[連載]高橋敦のオーディオ絶対領域
【第132回】高橋敦の“オーディオ金属”大全 − 音と密接に関わる「金属」を知る
●ステンレス鋼
おなじみ「ステンレス」も実は「鋼=鉄合金」の一種だ。鉄が半分以上にクローム(クロム)が一割程度というのを基本に、その他の成分も合わせて配合のバリエーションがある。いずれにしても最大の特長は耐食性の高さ。クロームが表面で酸素と結合して作られる皮膜が保護層となって錆を防ぐ。「鋼の強度+錆びない」というのがステンレス鋼の強みだ。またこれもクロームのおかげか、質感や輝きもいわゆる普通の鉄とは異なり、独特の美しさがある。磁性については、ステンレスの中でも細かな種類によってあったりなかったりだ。

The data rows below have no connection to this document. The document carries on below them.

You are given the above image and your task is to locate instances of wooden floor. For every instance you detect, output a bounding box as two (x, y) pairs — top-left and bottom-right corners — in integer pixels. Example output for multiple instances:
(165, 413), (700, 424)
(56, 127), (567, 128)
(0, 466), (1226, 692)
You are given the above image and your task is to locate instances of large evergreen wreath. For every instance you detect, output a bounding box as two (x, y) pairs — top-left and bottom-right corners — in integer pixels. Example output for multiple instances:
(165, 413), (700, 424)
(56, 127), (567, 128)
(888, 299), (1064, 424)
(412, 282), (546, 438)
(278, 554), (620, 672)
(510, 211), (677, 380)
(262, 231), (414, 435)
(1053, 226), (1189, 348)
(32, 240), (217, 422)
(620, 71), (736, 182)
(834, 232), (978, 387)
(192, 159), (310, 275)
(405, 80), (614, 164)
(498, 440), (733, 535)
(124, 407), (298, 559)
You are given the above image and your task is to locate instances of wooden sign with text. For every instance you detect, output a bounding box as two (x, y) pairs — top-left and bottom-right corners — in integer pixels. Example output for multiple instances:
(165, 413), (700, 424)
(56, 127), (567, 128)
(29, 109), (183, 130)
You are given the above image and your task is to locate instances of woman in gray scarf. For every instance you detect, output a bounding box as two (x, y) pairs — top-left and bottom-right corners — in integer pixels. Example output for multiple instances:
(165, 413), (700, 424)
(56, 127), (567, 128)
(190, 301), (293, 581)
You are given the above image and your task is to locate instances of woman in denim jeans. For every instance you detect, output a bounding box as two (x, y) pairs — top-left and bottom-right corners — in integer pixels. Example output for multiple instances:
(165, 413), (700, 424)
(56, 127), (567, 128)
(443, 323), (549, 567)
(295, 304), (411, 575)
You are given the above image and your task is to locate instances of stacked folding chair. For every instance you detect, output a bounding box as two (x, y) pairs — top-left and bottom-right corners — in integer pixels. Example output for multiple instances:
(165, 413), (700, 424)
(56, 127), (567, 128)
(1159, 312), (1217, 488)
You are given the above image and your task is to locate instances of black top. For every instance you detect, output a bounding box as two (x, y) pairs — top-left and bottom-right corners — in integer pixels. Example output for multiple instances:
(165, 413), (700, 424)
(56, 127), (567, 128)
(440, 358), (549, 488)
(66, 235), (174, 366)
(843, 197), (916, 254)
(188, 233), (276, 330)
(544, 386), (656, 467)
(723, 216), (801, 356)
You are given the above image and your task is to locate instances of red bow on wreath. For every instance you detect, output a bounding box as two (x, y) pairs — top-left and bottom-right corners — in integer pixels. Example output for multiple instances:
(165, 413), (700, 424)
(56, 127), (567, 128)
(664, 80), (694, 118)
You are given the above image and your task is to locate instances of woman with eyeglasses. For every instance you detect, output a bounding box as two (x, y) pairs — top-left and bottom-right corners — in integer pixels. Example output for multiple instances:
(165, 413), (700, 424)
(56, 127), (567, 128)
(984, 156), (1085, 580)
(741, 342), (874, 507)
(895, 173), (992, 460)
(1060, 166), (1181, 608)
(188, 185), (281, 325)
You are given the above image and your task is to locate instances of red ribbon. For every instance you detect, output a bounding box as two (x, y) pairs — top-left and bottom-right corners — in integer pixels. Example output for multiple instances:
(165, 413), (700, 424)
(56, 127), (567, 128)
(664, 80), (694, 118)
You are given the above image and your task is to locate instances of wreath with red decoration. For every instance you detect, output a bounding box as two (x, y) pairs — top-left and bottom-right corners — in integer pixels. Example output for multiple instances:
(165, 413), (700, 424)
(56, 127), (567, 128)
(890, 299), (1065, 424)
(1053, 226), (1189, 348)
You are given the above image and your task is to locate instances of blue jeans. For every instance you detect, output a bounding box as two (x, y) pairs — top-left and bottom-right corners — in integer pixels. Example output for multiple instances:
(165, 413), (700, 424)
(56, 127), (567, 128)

オーディオでも耐食性に加えて、軽量さと頑強さの両方が求められるところに使われる(比重は重めだが強度のおかげで薄くはできるので、総合的にはさほどは重くならない)。例えばポータブルオーディオプレイヤーの筐体などだ。かつてのiPodの裏面は、鏡面処理で磨き上げられたステンレスの美しさのわかりやすい例と言えるだろう。
●銀
純銀は純銅(無酸素銅)を上回り金属中で最大の導電性を誇る。導体素材としては極めて優秀だ。しかし貴金属なので高いし量の確保も難しく、銅のように一般的に用いることは無理。また酸化して黒ずんだりしやすく柔らかくて耐摩耗性も低いので、端子部のメッキ素材としても不適当。
だが「高くても構わん!」となれば例えばケーブル導体としてはやはりその意義は大きく、実際に純銀導体のイヤホンリケーブル製品等はある。また銅導体を銀でコーティングすることで、銀の使用量を最小限にしつつ銀ならではの音調を適度に取り入れているケーブルもある。
●金
銀や銅には及ばないものの高い導電性を備える。そして耐食性が非常に高く性質が安定している。…ということで各種端子部に「金メッキ」されることが多い。端子自体は銅系の素材で作るとして、そのままではただ空気に触れているだけでも酸化等によって状態が悪くなり、端子の接触が甘くなることが想定される。そこで金メッキだ。すると酸化等の影響をほぼ回避でき、良好な接触を維持しやすくなる。